La minorité de la commission vous demande de ne pas répondre au lobby du gaz afin de rester cohérent dans cet article et de voter pour la suppression de cette exception. L’article 10 alinéa 2 est incitatif. C’est un message aux futurs propriétaires qui leur signifie que l’avenir n’est plus dans le fossile mais dans l’économie d’énergies et dans le renouvelable.

Proposition de modification : Energies renouvelables et nouveaux bâtiments


Nous estimons que qu’il est intéressant de préciser ici, à l’article 11, alinéa 2, que la majeure partie des besoins en eau chaude sanitaires soit couverte par des énergies renouvelables ou par la récupération de chaleur.

En effet, La production d’eau chaude représente environ le quart des besoins d’énergie thermique dans les anciens bâtiments, et la moitié voire plus dans les bâtiments récents et mieux isolés. Ce n’est donc pas un simple détail !

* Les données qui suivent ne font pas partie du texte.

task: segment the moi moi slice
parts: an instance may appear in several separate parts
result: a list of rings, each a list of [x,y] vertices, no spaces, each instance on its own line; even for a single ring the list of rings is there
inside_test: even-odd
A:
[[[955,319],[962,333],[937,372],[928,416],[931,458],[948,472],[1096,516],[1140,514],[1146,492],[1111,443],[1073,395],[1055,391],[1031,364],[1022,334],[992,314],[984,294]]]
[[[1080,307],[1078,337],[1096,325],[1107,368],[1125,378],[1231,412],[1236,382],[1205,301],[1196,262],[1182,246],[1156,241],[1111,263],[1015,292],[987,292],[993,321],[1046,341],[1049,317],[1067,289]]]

Proposition de modification: Décompte individuel des chauffages



Le chauffage et la production d’eau chaude sanitaire engloutissent la majeure partie de l’énergie totale consommée dans les ménages.
De nombreuses expériences ont démontré l’efficacité des décomptes individuels de frais de chauffage et d’eau chaude pour influencer positivement les comportements et réaliser des économies d’énergie.
Parmi elles une expérience menée à Genève à la fin des années 1980, suite à l’acceptation de l’initiative populaire « L’énergie, notre affaire » qui exigeait l’utilisation des décomptes individuels de frais de chauffage et d’eau chaude à Genève. Les locataires sondés dans cette expérience et dans d’autres étaient quasi unanimement favorables aux décomptes individuels. Outre les économies d’énergie, le principe d’équité (ou pollueur payeur) est aussi très apprécié des locataires.

La minorité de la commission vous propose donc que tout bâtiment à construire qui comporte plusieurs unités d’occupation et alimenté par une centrale de chauffe soit équipé d’appareils de décompte individuel.

Il faut adapter la loi à notre situation. Nous ne sommes pas un canton urbain et malgré la grande dispersion de l’habitat, nous pouvons influencer positivement les comportements qui conduisent à des économies d’énergie.

Proposition de modification : Chauffage des terrasses


La minorité de la commission vous soumet l’idée que les énergies renouvelables sont précieuses et qu’il s’agit de les utiliser pour des projets sensés. En effet, elles sont décentralisées et pas toujours faciles à produire parce qu’elles sont décentralisées et pas toujours facile à faire accepter par la population parce qu’elles créent des nuisances et des dérangements, ces énergies-là ne doivent pas être utilisées pour chauffer le plein air mais bien pour compenser les énergies non renouvelables, polluantes et dangereuses.

Par contre, nous acceptons que les rejets thermiques inutilisables d’une autre manière puissent être destinés à chauffer les terrasses.
Nous avons tenu à ajouter à l’article 17c alinéa 1 que le chauffage de plein air pour des mesures de sécurité n’est pas concerné.

Nous vous remercions donc d’accepter la proposition de la minorité qui demande que les énergies renouvelables ne soient pas utilisées pour chauffer les rues et les trottoirs.